La destruction du F-4 Phantom turc par la Syrie a été condamnée par les ambassadeurs de l'Otan.


Ankara lance un avertissement à la Syrie
La Turquie a lancé mardi un clair avertissement au régime de Bachar el-Assad, en prévenant qu'elle avait changé ses règles d'engagement militaire après la destruction en plein vol de son avion F-4 Phantom. Cet «acte hostile», qui selon le premier ministre Recep Tayyip Erdogan s'est produit en zone internationale, prouve que le régime syrien est devenu «une menace claire et proche pour la sécurité de la Turquie», qui partage une frontière longue de 900 kilomètres avec son voisin en guerre.

Certes, Ankara reconnaît qu'avant d'être abattu l'avion avait brièvement violé l'espace aérien syrien. Les experts russes affirment quant à eux dans les médias locaux que le F-4 Phantom testait la défense antiaérienne syrienne pour le compte de l'Otan.

Mais la brève incursion de l'appareil et de ses deux pilotes dans le ciel syrien n'aurait jamais dû servir de «prétexte» à ce qu'il s'est passé. Ankara ripostera donc «en temps opportun» et avec «détermination» à l'incident. «Tout élément militaire qui posera un risque et un danger de sécurité à la frontière turque venant de la Syrie sera considéré comme une cible militaire», a prévenu Recep Erdogan.

Pas de réponse militaire
De son côté, l'Otan, réunie d'urgence à Bruxelles à la demande d'Ankara, a jugé l'incident «inacceptable» et exprimé son «soutien et sa solidarité» vis-à-vis d'Ankara. «La sécurité de l'Alliance est indivisible. Nous sommes aux côtés de la Turquie dans un esprit de forte solidarité», a déclaré le secrétaire général de l'Otan, Anders Fogh Rasmussen.
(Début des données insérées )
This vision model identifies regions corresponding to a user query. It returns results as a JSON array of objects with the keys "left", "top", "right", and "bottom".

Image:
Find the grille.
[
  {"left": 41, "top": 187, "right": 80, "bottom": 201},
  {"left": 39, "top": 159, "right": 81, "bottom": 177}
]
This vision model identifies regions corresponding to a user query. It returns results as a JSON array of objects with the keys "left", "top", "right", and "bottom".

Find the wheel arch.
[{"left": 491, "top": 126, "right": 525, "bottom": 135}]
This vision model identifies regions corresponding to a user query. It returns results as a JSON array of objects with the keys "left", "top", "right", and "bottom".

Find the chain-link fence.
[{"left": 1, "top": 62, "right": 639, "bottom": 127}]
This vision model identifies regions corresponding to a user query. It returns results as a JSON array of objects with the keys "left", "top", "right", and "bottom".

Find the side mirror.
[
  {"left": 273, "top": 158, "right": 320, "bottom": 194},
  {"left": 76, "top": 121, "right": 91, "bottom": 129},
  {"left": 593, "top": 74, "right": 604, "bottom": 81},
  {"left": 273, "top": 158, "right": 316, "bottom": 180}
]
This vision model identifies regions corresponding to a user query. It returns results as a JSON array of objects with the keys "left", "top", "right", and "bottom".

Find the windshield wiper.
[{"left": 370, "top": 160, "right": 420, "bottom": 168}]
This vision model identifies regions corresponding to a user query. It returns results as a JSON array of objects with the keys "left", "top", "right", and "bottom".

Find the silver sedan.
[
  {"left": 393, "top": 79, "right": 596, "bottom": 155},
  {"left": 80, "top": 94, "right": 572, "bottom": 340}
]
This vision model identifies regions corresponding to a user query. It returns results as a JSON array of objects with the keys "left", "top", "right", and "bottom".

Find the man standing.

L'attaque contre l'avion turc constitue selon lui «un exemple supplémentaire du mépris des autorités syriennes pour les règles internationales, la paix et la sécurité, ainsi que pour la vie humaine».

Les 28 ambassadeurs de l'Otan s'étaient réunis sous la bannière de l'article 4 du traité de l'Alliance, qui prévoit que tout pays peut porter une question à l'attention du Conseil lorsqu'il estime que son intégrité territoriale ou sa sécurité est menacée. C'est la deuxième fois seulement depuis la création de l'Otan, en 1949, que l'article 4 est évoqué.

Mais les ambassadeurs n'ont pas discuté de l'article 5, qui envisage l'utilisation de la force. Aucun des pays membres de l'Otan n'a fait allusion à une éventuelle réponse militaire. Lundi, les ministres des Affaires étrangères de l'Union européenne, qui s'apprêtaient à renforcer leurs sanctions économiques contre la Syrie le lendemain, avaient d'ailleurs usé de leur influence pour convaincre Ankara d'agir avec modération.

Dans le même temps, de violents combats opposaient hier l'armée syrienne aux rebelles à 8 kilomètres du centre de la capitale, autour de positions de la garde républicaine, le corps d'élite chargé de la sécurité de Damas et de ses banlieues. Un développement important pour l'Observatoire syrien des droits de l'homme (OSDH), qui relève que «c'est la première fois que le régime a recours à l'artillerie lourde dans des combats aussi proches de la capitale».